“Grey Gardens” is both heartwrenching and hilarious

GG_news_color_KatieSPAMALU successfully presented its Spring Musical, “Grey Gardens,” in Cloak Theatre Friday, April 12 and Saturday, April 13. The production featured a broad and strong range of performers, from non-Conservatory freshmen to vocal performance-major seniors. While the plot is undeniably depressing, all of the cast members were uniquely brilliant in their respective roles.

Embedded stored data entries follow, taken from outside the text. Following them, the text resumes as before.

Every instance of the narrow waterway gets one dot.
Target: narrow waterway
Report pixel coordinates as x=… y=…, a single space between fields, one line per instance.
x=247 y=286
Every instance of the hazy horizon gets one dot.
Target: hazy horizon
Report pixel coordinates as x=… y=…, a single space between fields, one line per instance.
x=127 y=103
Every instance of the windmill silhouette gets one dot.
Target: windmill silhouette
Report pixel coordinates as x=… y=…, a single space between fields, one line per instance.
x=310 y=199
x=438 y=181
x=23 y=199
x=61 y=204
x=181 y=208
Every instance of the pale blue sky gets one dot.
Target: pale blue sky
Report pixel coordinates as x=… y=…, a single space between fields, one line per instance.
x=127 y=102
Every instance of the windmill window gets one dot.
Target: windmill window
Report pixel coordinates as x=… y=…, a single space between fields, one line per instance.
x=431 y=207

The first act takes place in 1941, on the day of Joseph Kennedy, Jr. (Josh Eidem) and Edie Beale’s (Marie Clement) engagement party at Grey Gardens. This act was the definition of a classic ‘40s musical. Sadie Lancrete played Edith Bouvier Beale, Edie’s comically overblown and free-spirited mother who battled with her daughter to be the center of attention throughout the party preparations. Charlie Aldrich played the staple role of the gin-swilling, satirical pianist and Edith’s platonic companion while Eidem was the bland fiancé and Davey Harrison the strict grandfather, “Major” Bouvier. The storyline can be seen as one of a daughter trying to escape her crazy yet lovable family through marriage to a perfectly amiable man.  However, Grey Gardens takes an unexpected turn at the end of the first act when, instead of forgiving his fiancée for her wild past, Joseph leaves Edie and, furious with her mother, she leaves the house “forever.”

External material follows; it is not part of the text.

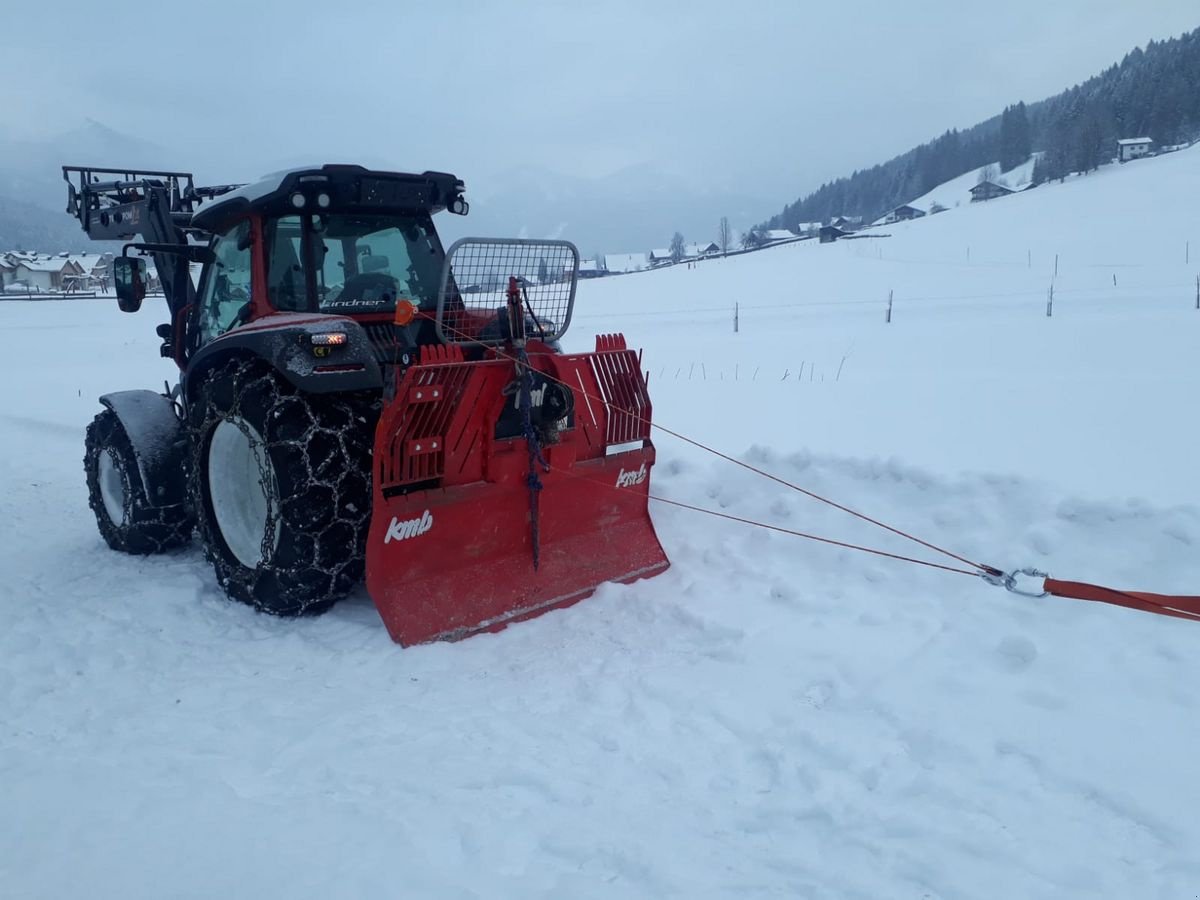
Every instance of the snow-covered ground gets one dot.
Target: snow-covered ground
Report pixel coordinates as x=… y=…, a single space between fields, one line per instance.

This brings us into the second act, which, with no prior knowledge of the musical, is both entirely unexpected and completely jarring. It is 1973 and Edie has returned to live with her mother Edith and the complete squalor that Grey Gardens has become. The women, both completely out of their minds, traipse around the old manor singing, cooking corn and fighting over the past as well as conversing with a seventeen year-old boy named Jerry who occasionally stops by to either help or steal from the older women. This act was refreshingly different from a typical musical, and it was as hilarious as it was tremendously sad. The characters, based off of real relatives of the Kennedys’, lived a sort of half-life and were both either too old or too afraid to leave it for something better. As funny as it was, I was still near tears by the end.

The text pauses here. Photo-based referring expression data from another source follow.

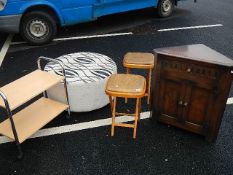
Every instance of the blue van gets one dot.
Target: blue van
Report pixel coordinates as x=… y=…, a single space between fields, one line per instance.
x=37 y=20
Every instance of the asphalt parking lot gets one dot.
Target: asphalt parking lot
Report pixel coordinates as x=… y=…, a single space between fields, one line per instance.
x=158 y=149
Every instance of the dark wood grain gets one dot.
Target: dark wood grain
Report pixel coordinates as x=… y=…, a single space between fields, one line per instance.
x=190 y=88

With respect to the cast, there was not a single member that did not provide the audience with a laugh at one point in the night. The musical was special in the fact that it allowed many of the cast to take on multiple roles throughout the night. Sadie Lancrete played Edith in the first act and then assumed the role of her daughter, Edie, in the second. Josh Eidem played the very proper and genial Joseph in the first act, and then switched to the teenager Jerry in the second act.

Sadie was a pleasure in both roles, but her comedic talent shone in her portrayal of the middle-aged and unmistakably deranged Edie. Freshman Catherine Bentley proved her acting and singing chops in the role of the older Edith and provided one of the best performances of the night. Her vocal abilities and comedic timing on the song “The Cake I Had” made it one of the most memorable parts of the musical.

With a cast blessed with less comedic brilliance, this musical would have fallen flat on its face. However, student director Ally Kunath took a difficult script and paired it with an extremely well -chosen and talented group of students to produce both a heartwrenching and knee-slapping production.